Carlos Estênio Brasilino | 21/04/2019 17:35:06

Segundo Boletim de Ocorrência, o ex-jogador, que morava nas ruas de São Paulo, provavelmente foi morto a pauladas

Reprodução

A Polícia Civil prendeu neste domingo (21/04/19) três homens suspeitos de espancar e matar o ex-jogador do Vasco da Gama Valdiram, de 36 anos, em São Paulo. O corpo do ex-atacante foi encontrado nessa sexta-feira (19/04/19), na região de Santana. Ele tinha 36 anos, morava na Cracolândia, segundo relatos de amigos, e há tempos sofria de alcoolismo e compulsão por sexo e drogas.

De acordo com a Secretaria da Segurança Pública (SSP), o trio de suspeitos, cujos nomes não foram divulgados, foi detido durante a manhã. As investigações do crime são conduzidas pelo Departamento de Homicídios e de Proteção à Pessoa (DHPP).

A polícia encontrou o ex-atleta sem documentos e o corpo dele foi levado para o IML. Apenas nesse sábado (20/04/19) Valdiram foi identificado.

Segundo o Boletim de Ocorrência lavrado pela polícia, o ex-vascaíno estava com diversos hematomas no corpo e face. “Quando chegaram no local, encontraram a vítima já morta com ferimentos aparentemente provocados por pauladas. Não foi localizado nas proximidades nenhum objeto possivelmente utilizado no homicídio”, diz o registro da polícia.

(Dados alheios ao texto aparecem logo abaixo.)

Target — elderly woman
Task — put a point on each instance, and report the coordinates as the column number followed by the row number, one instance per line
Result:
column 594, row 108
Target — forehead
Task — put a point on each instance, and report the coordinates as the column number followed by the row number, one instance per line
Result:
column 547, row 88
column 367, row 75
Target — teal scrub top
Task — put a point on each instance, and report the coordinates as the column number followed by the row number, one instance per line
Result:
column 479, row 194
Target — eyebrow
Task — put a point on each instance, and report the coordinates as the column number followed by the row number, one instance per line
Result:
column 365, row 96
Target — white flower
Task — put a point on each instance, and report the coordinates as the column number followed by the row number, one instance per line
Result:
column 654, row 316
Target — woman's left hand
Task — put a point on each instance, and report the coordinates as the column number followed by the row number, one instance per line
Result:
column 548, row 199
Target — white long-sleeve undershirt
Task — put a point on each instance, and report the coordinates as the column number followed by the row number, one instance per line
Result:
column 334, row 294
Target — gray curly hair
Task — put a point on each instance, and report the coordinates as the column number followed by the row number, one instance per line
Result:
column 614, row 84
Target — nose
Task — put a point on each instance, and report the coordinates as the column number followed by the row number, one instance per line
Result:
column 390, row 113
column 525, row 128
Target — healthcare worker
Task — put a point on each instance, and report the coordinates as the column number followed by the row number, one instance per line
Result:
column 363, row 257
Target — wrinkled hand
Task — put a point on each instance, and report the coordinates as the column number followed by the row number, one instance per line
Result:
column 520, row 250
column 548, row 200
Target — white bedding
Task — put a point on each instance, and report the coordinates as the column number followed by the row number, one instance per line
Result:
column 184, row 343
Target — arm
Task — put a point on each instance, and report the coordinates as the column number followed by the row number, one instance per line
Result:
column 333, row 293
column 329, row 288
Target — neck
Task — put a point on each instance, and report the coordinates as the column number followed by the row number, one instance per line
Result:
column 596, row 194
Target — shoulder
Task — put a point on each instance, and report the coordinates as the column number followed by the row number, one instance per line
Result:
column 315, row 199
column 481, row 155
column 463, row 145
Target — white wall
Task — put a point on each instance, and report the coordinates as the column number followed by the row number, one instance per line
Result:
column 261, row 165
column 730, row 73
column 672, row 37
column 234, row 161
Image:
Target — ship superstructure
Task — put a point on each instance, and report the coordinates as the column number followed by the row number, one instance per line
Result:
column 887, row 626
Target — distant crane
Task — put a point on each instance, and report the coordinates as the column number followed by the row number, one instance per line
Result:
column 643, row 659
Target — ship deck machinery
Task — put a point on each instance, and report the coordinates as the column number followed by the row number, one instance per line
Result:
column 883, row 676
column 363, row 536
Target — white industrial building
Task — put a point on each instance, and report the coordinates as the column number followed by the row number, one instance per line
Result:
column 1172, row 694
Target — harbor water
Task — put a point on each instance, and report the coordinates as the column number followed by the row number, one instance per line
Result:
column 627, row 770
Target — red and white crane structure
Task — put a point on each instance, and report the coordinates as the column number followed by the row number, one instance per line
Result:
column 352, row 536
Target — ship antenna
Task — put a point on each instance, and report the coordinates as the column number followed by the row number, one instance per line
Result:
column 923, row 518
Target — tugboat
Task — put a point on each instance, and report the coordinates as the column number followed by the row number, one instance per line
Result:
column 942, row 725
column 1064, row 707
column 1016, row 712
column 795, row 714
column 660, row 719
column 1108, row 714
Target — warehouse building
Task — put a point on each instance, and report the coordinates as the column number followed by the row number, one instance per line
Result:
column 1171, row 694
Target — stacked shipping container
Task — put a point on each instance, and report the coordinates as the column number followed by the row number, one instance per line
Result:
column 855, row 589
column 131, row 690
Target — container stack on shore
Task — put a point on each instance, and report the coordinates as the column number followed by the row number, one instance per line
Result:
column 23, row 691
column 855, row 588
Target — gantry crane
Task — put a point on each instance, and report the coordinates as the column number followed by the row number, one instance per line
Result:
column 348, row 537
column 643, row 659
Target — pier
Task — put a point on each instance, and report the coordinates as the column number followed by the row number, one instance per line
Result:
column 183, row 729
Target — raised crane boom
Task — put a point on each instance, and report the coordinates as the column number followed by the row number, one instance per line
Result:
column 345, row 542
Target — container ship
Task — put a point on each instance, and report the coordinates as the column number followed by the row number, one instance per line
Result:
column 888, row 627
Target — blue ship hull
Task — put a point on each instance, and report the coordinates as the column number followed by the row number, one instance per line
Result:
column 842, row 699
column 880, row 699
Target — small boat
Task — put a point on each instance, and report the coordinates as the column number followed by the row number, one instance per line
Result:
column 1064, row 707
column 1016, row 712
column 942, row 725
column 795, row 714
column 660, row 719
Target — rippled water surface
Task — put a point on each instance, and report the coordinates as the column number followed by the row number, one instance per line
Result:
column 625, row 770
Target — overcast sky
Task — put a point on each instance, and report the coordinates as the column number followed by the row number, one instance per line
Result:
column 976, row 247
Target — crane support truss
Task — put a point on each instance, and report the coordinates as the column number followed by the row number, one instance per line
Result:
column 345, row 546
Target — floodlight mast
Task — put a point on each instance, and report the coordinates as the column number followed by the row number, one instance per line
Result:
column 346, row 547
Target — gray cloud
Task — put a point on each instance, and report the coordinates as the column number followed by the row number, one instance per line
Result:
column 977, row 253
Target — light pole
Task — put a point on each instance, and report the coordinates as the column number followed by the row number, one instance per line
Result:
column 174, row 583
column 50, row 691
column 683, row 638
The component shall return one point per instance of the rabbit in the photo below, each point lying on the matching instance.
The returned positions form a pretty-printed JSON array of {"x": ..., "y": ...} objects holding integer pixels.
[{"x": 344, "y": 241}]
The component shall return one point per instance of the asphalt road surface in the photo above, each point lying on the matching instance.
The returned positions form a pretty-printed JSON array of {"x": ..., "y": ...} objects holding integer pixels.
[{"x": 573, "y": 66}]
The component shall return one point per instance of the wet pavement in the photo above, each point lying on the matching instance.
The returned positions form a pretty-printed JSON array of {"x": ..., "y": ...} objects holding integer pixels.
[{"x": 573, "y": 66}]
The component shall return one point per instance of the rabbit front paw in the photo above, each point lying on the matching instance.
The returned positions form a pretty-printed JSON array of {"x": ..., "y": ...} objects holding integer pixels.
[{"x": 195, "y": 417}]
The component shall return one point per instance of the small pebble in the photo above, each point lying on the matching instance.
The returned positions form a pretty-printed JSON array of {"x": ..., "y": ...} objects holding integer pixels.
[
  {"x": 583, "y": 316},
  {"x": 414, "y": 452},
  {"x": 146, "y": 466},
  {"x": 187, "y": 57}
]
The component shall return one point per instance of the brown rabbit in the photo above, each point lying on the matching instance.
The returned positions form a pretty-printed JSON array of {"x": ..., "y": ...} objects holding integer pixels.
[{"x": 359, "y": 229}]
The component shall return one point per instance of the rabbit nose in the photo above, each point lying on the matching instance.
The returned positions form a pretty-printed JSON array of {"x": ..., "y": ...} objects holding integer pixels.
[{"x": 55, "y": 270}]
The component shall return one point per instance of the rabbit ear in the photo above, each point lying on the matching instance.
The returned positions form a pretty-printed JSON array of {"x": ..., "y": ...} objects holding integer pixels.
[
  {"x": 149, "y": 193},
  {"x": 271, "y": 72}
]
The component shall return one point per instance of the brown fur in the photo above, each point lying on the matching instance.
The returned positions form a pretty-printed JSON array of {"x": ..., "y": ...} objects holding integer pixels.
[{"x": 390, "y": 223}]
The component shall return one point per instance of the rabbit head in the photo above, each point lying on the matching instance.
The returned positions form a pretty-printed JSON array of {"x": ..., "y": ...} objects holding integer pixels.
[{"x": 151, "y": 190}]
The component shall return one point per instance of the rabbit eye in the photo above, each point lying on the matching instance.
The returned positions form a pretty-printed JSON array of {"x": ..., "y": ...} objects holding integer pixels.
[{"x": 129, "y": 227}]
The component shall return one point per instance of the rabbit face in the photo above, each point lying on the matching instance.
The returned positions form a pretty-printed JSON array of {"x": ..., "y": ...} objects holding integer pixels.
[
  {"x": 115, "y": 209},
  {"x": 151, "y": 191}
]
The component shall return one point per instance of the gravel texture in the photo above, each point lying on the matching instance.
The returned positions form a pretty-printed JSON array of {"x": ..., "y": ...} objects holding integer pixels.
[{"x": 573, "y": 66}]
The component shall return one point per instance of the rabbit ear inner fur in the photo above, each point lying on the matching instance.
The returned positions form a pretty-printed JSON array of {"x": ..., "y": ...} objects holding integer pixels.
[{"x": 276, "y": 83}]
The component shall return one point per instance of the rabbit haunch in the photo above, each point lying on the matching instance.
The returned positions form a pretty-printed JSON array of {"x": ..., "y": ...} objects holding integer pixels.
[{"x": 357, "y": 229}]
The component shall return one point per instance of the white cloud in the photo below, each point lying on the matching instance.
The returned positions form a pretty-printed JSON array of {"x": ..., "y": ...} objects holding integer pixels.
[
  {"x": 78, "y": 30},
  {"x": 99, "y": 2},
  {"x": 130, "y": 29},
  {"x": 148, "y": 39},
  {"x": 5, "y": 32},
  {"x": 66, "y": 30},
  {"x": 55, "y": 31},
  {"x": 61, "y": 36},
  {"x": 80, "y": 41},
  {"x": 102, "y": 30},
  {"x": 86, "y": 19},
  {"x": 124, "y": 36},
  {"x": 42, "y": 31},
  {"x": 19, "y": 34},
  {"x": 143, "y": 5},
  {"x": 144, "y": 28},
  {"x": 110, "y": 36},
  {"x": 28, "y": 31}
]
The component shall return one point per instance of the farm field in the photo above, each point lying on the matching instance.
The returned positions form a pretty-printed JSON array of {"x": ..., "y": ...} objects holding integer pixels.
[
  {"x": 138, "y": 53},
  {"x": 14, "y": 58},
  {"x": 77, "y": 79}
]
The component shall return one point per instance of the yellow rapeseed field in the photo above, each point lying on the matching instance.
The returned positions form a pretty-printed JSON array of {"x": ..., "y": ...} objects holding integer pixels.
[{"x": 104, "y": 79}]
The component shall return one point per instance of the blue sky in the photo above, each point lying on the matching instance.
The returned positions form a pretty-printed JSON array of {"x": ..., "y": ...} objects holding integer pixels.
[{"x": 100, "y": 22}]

“Valdiram Caetano de Morais, de 36 anos, foi encontrado morto na rua santa Eulália, em Santana zona norte da capital por volta das 5h de sexta, dia 19. Policiais militares foram acionados pelo Samu por conta de um homem encontrado em via pública.

Em 2018, o ex-atleta havia sido localizado morando sob a marquise de um prédio no bairro de Bonsucesso, no Rio de Janeiro. Depois disso, ele decidiu morar nas ruas em São Paulo.

Dupla com Romário Natural de Canhotinho, Pernambuco, Valdiram Caetano de Morais, se destacou no Vasco em 2006, time que também contava com Romário. Depois de ser artilheiro com sete gols na Copa do Brasil, o atacante passou a faltar em treinos e teve seu contrato rescindido em fevereiro de 2007.

De 2006 a 2011, passou por 18 clubes, média de três por ano, e colecionou problemas extra-campo.